Main ideas from Donald Shoup’s “The High Cost of Free Parking”
September 14th, 2007,A few months ago I learned about the book The High Cost of Free Parking, by UCLA professor of urban planning Donald Shoup. The book was published by the American Planning Association in 2005. Shoup’s ideas seem to be slowly percolating into the national and global consciousness, as evidenced by recent coverage of them on NPR, in Time magazine, and elsewhere.
I recently checked the book out from a local college library and my wife and I read it - or I should say my remarkable wife read it while I read parts of it. It’s an extremely well-researched book, quite scholarly and somewhat repetitive, but readable nonetheless. This is an important book that will likely have a lasting impact on our planet.
My wife and I made the following list of main ideas from the book in order to make them more accessible:
Minimum off-street parking requirements have fostered sprawl and skewed transportation choices toward automobiles and have made urban areas less pedestrian-friendly.
The cost of parking has been hidden in the prices for other goods and services.
Free parking (or below-market-price parking) increases traffic because people drive more and spend more time cruising looking for parking spots.
Dont have off-street parking requirements.
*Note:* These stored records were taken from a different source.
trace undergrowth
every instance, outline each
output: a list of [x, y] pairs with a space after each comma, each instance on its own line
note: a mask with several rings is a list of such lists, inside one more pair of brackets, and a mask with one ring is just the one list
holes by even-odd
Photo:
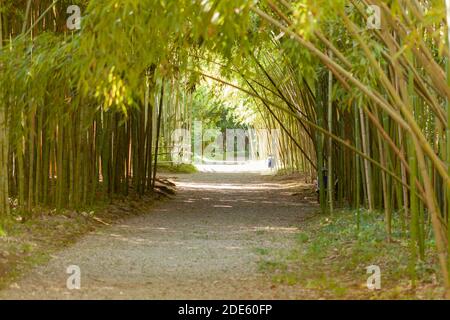
[[163, 162], [158, 164], [158, 172], [196, 173], [197, 168], [194, 165], [187, 163], [172, 164]]
[[[388, 242], [382, 214], [342, 211], [317, 216], [301, 226], [294, 249], [268, 252], [260, 248], [259, 268], [274, 284], [298, 285], [318, 298], [442, 298], [432, 237], [426, 241], [425, 260], [415, 266], [417, 281], [413, 285], [408, 232], [402, 225], [399, 218], [394, 219], [396, 231]], [[367, 287], [369, 266], [380, 267], [380, 290]]]

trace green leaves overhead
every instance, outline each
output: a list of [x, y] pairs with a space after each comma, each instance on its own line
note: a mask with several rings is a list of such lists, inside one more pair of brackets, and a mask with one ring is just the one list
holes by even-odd
[[[92, 1], [83, 20], [84, 81], [106, 78], [111, 67], [135, 88], [145, 70], [170, 77], [189, 65], [195, 48], [239, 60], [248, 47], [247, 1]], [[238, 22], [238, 23], [237, 23]], [[92, 66], [92, 68], [88, 68]]]

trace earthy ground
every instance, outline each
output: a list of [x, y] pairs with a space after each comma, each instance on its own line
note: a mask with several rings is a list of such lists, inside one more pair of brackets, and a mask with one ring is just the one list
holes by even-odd
[[[274, 284], [261, 248], [295, 246], [317, 207], [299, 178], [260, 173], [172, 177], [177, 195], [145, 215], [101, 228], [52, 256], [0, 299], [295, 299], [299, 285]], [[81, 269], [81, 289], [66, 271]]]

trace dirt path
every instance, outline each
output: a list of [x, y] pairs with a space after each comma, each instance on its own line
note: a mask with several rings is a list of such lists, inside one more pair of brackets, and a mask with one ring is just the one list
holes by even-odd
[[[295, 299], [258, 271], [261, 248], [293, 245], [316, 210], [294, 180], [197, 173], [175, 179], [178, 194], [146, 215], [91, 233], [53, 256], [0, 299]], [[68, 290], [66, 269], [81, 269]]]

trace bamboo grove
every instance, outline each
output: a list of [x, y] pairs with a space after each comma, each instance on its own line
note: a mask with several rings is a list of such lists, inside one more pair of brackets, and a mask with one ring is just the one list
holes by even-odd
[[324, 211], [382, 215], [386, 241], [409, 239], [411, 276], [436, 250], [448, 290], [446, 2], [0, 0], [1, 216], [150, 191], [210, 79], [280, 129], [281, 165], [317, 177]]

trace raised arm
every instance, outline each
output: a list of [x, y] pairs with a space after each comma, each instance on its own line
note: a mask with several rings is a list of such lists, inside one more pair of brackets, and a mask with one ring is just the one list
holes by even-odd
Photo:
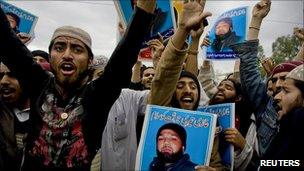
[[0, 37], [1, 61], [15, 73], [30, 95], [39, 93], [49, 75], [34, 62], [31, 52], [11, 29], [1, 8]]
[[209, 98], [212, 98], [217, 91], [217, 85], [213, 79], [212, 73], [212, 61], [204, 60], [200, 67], [200, 71], [197, 78]]
[[295, 27], [293, 34], [301, 41], [300, 50], [293, 60], [304, 60], [304, 28]]
[[268, 14], [270, 6], [271, 2], [269, 0], [262, 0], [254, 6], [249, 26], [249, 41], [232, 46], [232, 49], [240, 58], [242, 87], [255, 110], [269, 98], [266, 93], [266, 85], [258, 68], [257, 38], [262, 20]]
[[160, 37], [159, 39], [153, 39], [148, 42], [148, 45], [151, 49], [151, 56], [154, 69], [157, 68], [157, 64], [161, 58], [161, 55], [165, 49], [163, 44], [163, 38]]
[[170, 104], [186, 57], [185, 40], [192, 29], [199, 29], [202, 21], [211, 15], [209, 12], [203, 12], [204, 6], [205, 0], [185, 2], [178, 28], [162, 53], [156, 68], [149, 103], [164, 106]]
[[270, 0], [261, 0], [253, 7], [248, 31], [248, 40], [258, 39], [263, 18], [266, 17], [270, 11], [270, 6]]
[[132, 69], [132, 77], [131, 82], [132, 83], [139, 83], [141, 81], [140, 78], [140, 69], [141, 69], [142, 63], [141, 61], [137, 61]]
[[109, 111], [119, 97], [121, 89], [131, 82], [132, 67], [137, 61], [137, 55], [149, 32], [155, 0], [138, 0], [133, 18], [125, 34], [115, 48], [103, 75], [91, 82], [86, 89], [84, 104], [86, 117], [83, 120], [83, 130], [86, 135], [89, 150], [100, 148], [101, 136], [106, 125]]
[[[129, 86], [132, 67], [137, 61], [141, 45], [149, 32], [155, 6], [155, 0], [137, 1], [131, 23], [115, 48], [101, 80], [105, 79], [109, 85], [113, 84], [115, 87]], [[96, 82], [98, 83], [98, 80]]]
[[186, 58], [186, 66], [184, 70], [191, 72], [194, 75], [198, 75], [198, 66], [197, 66], [197, 54], [198, 46], [201, 35], [204, 32], [205, 26], [201, 24], [201, 27], [194, 31], [191, 31], [191, 44]]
Let the market decide how much parking to provide.
In congested areas where parking is tight, charge for parking and let market forces work. This frees up parking spots for the people who value them most, reduces cruising traffic, and generates revenue for a neighborhood or city. “You can’t manage parking if you can’t charge for it,” Shoup says in the Time article. Shoup recommends a price that will leave about 15 percent of parking spaces open and 85 percent of them occupied.
Create Parking Benefit Districts with market-priced curbside parking. Revenue will go to improvements in that district or neighborhood, which will help to overcome political opposition to charging for parking.
The barriers to implementing these changes are political rather than technological.
The first chapter of the book is available online.

September 14th, 2007 at 10:22 am
Do these ideas apply to the small town of Northfield, Minnesota, where I live? I would generally conclude that if more than 85 percent of the parking spots on a street or a public parking lot are full, then we should charge for them.
Maybe we should get an expert in here and advise us on this.